This dissertation is an exploration of the ways in which certain forms of interactive art may elicit experiences of co-evolution within an increasingly technologized environment. These “emergent arts,” the author argues, facilitate or amplify a construction of a reality that is (inter)active, dynamic, heterogeneous and always already emerging, constituted by dynamic relationships rather than objective facts. This ontological vision resonates with constructivist and phenomenological theories of reality as well as neocybernetic notions of “observer-participants” and “enactive perception.” The term “co-evolution”—often taken to allude to Darwinian biological processes of interaction between two or more species—is recast to refer here to processes of emergence, self-organization and autopoiesis.
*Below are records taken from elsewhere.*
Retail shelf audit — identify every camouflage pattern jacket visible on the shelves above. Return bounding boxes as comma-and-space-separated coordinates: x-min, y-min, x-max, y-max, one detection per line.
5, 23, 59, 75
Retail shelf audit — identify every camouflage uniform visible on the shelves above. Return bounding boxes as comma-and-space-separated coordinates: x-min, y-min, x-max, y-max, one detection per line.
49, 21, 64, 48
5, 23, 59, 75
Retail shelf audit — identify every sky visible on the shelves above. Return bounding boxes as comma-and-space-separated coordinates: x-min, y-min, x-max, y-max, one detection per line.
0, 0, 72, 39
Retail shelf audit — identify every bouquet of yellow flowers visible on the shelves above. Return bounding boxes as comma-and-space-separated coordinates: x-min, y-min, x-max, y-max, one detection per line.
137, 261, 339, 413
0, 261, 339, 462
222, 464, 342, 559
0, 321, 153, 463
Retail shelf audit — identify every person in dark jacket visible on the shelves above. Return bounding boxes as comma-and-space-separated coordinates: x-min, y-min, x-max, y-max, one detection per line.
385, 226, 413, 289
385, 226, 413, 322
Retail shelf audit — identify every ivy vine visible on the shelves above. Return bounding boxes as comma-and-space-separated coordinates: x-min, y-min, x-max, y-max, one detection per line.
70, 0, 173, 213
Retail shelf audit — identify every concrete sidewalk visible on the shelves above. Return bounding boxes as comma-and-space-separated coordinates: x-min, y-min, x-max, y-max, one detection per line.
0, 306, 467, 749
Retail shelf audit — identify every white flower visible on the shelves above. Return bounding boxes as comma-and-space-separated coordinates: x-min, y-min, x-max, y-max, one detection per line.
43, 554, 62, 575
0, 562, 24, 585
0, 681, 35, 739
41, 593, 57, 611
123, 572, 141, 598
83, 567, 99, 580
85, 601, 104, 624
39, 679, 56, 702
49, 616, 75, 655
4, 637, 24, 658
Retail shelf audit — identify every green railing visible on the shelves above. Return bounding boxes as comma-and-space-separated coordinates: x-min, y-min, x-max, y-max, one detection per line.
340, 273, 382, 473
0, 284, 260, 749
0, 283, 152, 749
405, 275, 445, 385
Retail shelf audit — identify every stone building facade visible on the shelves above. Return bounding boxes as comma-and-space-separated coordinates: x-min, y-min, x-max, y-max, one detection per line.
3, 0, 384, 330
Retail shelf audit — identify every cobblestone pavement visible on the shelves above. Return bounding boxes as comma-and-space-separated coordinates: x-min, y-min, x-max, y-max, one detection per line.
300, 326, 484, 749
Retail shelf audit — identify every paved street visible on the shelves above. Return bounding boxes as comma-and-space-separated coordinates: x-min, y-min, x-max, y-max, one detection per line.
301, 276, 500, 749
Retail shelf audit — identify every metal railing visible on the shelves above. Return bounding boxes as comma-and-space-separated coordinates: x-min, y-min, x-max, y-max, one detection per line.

New approaches to understanding and studying technologically based artworks are proffered that attend to how these artworks are contributing to a new range of experiences that more adeptly attune us to our techno-ecological context—experiences that the author refers to as “symbiogenic.” The research combines both theory and practice, combining artworks, scholarly writing and subjective accounts in order to build the foundations of a theoretical framework for identifying and analyzing these experiences. By examining these artworks and experiences via the interlocking frames of cybernetics, phenomenological philosophy, posthumanism and interactive/new media art, this dissertation articulates the movement toward a framework that provides insights into how interactive art may engender shifts in perceptual experience, enabling us to view ourselves as connected to and implicated in an infinitely complex world.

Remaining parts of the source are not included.